Today marks the one-year anniversary of the Personal Information Protection and Electronic Documents Act data breach regime coming into force. It has kept me busy, and I’m sure many privacy pros are dealing with the regime now that it’s fully in effect.

And, speaking of data breaches, the world’s data protection and privacy commissioners gather every year, and they just wrapped up their annual conference in Albania. One of the things coming out of it was a resolution concerning the fact that so many data breaches are the result of human error.

First, they undertook as a collective to categorize and learn from the data breaches that are being reported to them. But, knowing full well that human error plays a large part in many data breaches, they planned out a way to combat this epidemic. 

They also resolved to promote and educate the need to build more robust security measures. Specifically, they are going to promote building workplace cultures where privacy and personal data security are organizational priorities, including through the periodic implementation of training, education and awareness programs for employees on their privacy and security obligations, as well as the detection and reporting of threats to the security of personal data.
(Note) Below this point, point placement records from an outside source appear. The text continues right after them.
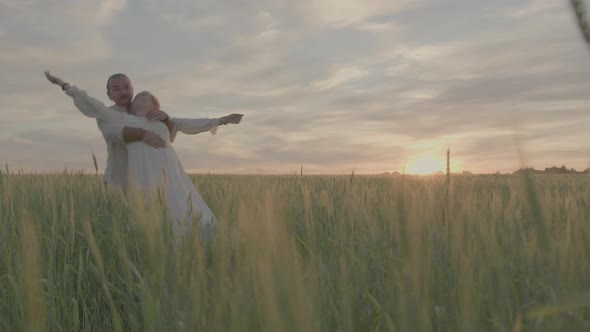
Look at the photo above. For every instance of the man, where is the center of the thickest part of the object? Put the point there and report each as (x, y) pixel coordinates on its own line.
(117, 135)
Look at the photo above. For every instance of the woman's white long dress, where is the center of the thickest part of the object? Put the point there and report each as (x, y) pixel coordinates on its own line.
(152, 169)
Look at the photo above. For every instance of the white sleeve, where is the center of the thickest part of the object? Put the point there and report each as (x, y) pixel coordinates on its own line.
(89, 106)
(193, 126)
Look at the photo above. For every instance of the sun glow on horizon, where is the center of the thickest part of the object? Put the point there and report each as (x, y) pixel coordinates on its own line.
(425, 164)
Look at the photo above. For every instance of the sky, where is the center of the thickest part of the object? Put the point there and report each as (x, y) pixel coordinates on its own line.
(333, 86)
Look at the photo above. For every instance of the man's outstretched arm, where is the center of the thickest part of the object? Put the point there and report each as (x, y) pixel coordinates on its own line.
(118, 132)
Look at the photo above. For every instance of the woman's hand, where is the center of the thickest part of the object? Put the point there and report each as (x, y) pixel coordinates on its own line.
(232, 118)
(53, 79)
(56, 80)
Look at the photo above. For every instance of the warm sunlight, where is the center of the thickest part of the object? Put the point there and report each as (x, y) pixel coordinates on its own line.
(425, 164)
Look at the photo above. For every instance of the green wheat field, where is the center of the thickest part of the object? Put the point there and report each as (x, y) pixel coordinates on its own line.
(300, 253)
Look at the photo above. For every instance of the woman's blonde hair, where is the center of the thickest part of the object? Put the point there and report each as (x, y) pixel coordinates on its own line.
(154, 99)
In addition, they will establish robust and effective data protection and privacy practices, procedures and systems, including building privacy into the design, operation and management of systems and practices, as well as investing in the improvement of the overall security posture in line with known security risks. At a user level, they will implement technologies to complement user education in mitigating against the risk of compromised credentials and unintentionally disclosing personal data to unauthorized recipients.

Lastly, they will promote evaluating privacy practices, procedures and systems to ensure continued effectiveness, including by implementing a program of proactive review, as well as system monitoring and auditing.

Laudable goals. I’m curious to see what the Canadian regulators come up with in response to this resolution. OK, I’m signing off here as I have another data breach to deal with, and time is of the essence.